The slow income progress of households in the average or middle part of the income spectrum — which includes a large proportion of workers — could also help explain the “rising political unrest and social instability in South Africa”, said the study’s author, Justin Visagie.

Probably not. More likely, that unrest and instability would come from the 30-or-so percent of the workforce that cannot find work in the overly regulated, heavily taxed South African economy. Abject poverty is as epidemic in South Africa today as it has ever been.

Mr Visagie used three nationally representative household studies to show how income distribution has changed since 1993. He divided the income spectrum into three: households living in poverty with incomes of less than R1,400 per person per month; the middle class, with incomes of between R1,400 and R10,000 per person per month; and the upper class, with household earnings of more than R10,000 per person per month. While the middle class, by this definition, would include a large portion of blue-collar workers, it was important to note, he said, that only 25% of the population earned above this threshold. Between 1993 and 2008, the middle class grew from 7.7-million people to 10.4-million — but this was only marginally above the population growth rate, and the share of the population falling into the middle class only increased from 19% to 21%. By contrast, the upper class trebled in size and grew from 0.4% of the population to 1.3%. The number and share of people living in absolute poverty — below a poverty line of R2,060 per month for a family of four — decreased from 56.9% to 51.7%.

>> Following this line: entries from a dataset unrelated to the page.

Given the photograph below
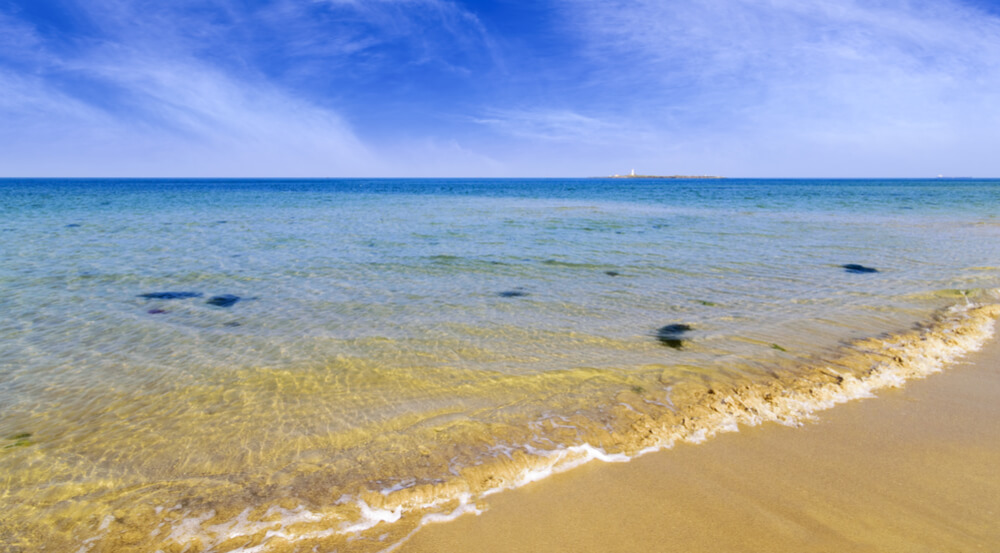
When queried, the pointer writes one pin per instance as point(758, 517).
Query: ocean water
point(398, 350)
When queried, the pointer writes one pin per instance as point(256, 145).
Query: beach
point(263, 365)
point(914, 469)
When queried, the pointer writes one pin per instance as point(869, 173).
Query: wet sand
point(917, 469)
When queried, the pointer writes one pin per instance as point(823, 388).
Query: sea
point(329, 365)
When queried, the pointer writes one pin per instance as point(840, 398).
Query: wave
point(381, 519)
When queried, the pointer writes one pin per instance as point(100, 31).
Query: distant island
point(632, 175)
point(663, 177)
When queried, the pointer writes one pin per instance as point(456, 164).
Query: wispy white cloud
point(165, 105)
point(804, 88)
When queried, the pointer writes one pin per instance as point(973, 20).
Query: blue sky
point(390, 88)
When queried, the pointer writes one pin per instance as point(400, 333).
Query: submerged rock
point(170, 295)
point(855, 268)
point(512, 294)
point(670, 335)
point(224, 300)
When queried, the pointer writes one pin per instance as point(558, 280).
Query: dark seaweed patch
point(224, 300)
point(858, 269)
point(170, 295)
point(670, 335)
point(512, 294)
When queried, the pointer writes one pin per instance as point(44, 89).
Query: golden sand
point(917, 469)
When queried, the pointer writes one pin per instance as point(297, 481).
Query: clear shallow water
point(427, 339)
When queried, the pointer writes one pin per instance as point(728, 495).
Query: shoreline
point(912, 470)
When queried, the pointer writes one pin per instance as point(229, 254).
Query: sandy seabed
point(915, 470)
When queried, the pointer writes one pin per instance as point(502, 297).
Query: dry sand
point(915, 470)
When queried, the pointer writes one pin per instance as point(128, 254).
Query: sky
point(504, 88)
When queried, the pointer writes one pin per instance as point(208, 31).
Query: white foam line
point(788, 410)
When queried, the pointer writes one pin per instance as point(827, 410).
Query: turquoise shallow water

I would need to question the adjustment for inflation, if any, in these studies, but beyond that these numbers are quite revealing. In two decades, all the ANC has accomplished with its policies is a marginal adjustment of income distribution. Since the entire idea of socialism is to even out people’s incomes and outcomes in life, we can only draw the conclusion that the ANC has failed even in its own backyard.

We should of course be grateful that socialists cannot even succeed in putting socialism to work (can you say Obamacare?) but their failures also come with a lot of wasted legislative time: with the same time and effort spent on free-market reforms, the South African parliament could easily have created an economic miracle that would have elevated far more people out of poverty than any socialist policies could.

The Business Day again:

During the period under review, both the middle class and upper class underwent a dramatic change in racial composition, hence the story of the growth of the black middle class. The number of middle-class Africans more than doubled from 2.2-million to 5.4-million, while the number of whites shrunk by a third. … The reasons for the declining number of whites in the middle class, said Mr Visagie, were the shrinking white population, high levels of emigration between 1993 and 2000, and the fact that a “small but notable” number of whites had moved up into the upper class.

It is great to see that a formerly oppressed group of people can improve their lives this way, but we should also keep in mind that this improvement is not to be taken for granted. Far from it: the ANC government is jeopardizing their rise out of poverty by recklessly turning a blind eye to two of their country’s biggest problems:

Crime is still an enormous problem in South Africa, with businesses putting the protection of property rights high on their list of concerns as they consider investments;
Government corruption is another factor that raises the cost of doing business, hampers economic growth and makes it more difficullt to create new wealth.

Unless the government addresses these problems thoroughly and swiftly, the journey that 3,.2 million black South Africans have made into the middle class will turn out to be a dead end.

Again, socialism always fails, even at pursuing socialism. In its wake it leaves poverty in place of prosperity, despair instead of aspirations and ruins where the rule of law once stood.